"Marie Buloz Pailleron (Madame Edouard Pailleron) by J.S. Sargent |
Many years later, to Miss Heyneman who was seeking advice from him, he said: 'Begin with Franz Hals, copy and study Franz Hals, after that go to Madrid and copy Velasquez, leave Velasquez till you have got all you can out of Franz Hals.' Though preferences necessarily change in kind and degree and too much importance should not be attached to an artist's 'obiter dicta' [something said in passing], it is of more than passing interest to note that once when discussing genius in painting he said that the four painters who in his opinion possessed it in a superlative degree were Rembrandt, Titian, Tintoretto and Raphael, and upon Velasquez being suggested, added that no painter exceeded Velasquez in technical skill, but that he was less gifted in his power to interpret spiritual qualities.

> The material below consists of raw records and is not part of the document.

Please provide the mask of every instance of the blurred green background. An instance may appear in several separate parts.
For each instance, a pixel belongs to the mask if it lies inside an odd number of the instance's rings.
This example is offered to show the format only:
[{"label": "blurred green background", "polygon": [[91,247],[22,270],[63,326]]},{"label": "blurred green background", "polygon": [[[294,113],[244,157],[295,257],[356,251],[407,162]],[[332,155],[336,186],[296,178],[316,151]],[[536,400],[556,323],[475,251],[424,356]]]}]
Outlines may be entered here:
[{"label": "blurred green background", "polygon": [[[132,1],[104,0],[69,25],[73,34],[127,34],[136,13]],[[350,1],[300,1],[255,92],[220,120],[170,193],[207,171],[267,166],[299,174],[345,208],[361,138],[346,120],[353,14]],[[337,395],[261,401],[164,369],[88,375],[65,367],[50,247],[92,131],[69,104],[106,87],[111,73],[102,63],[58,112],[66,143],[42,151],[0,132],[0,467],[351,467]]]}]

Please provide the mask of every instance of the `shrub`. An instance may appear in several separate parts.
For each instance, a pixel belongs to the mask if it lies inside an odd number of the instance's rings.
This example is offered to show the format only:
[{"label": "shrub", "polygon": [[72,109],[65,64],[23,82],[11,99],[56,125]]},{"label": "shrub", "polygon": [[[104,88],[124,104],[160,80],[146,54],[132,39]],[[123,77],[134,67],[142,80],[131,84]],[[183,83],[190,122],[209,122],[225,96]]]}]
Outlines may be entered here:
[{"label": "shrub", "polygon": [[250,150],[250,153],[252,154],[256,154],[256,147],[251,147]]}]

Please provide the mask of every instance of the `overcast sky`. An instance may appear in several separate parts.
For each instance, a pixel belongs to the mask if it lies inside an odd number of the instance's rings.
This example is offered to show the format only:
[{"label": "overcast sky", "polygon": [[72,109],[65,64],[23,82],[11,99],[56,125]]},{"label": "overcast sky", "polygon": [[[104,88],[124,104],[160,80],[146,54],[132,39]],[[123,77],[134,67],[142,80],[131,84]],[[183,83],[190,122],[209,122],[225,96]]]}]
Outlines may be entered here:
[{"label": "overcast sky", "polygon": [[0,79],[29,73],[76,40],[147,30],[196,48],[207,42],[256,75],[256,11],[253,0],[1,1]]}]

While in Holland the party visited Scheveningen, and here Sargent did a sketch in oils of his friend Ralph Curtis, seated among the sand dunes. It is painted in a low key, soft in tone and delicate in colour, done obviously 'au premier coup,' and shows unmistakably that he was in these years inclining to the modern French school of painting. In the same year, 1880, he exhibited at the Salon a portrait of 'Mme. E. Pailleron,' the wife of the French author M. Edouard Pailleron, and 'Fumee d'Ambre Gris,' a study for which was shown at the Exhibition at the Royal Academy in January, 1826."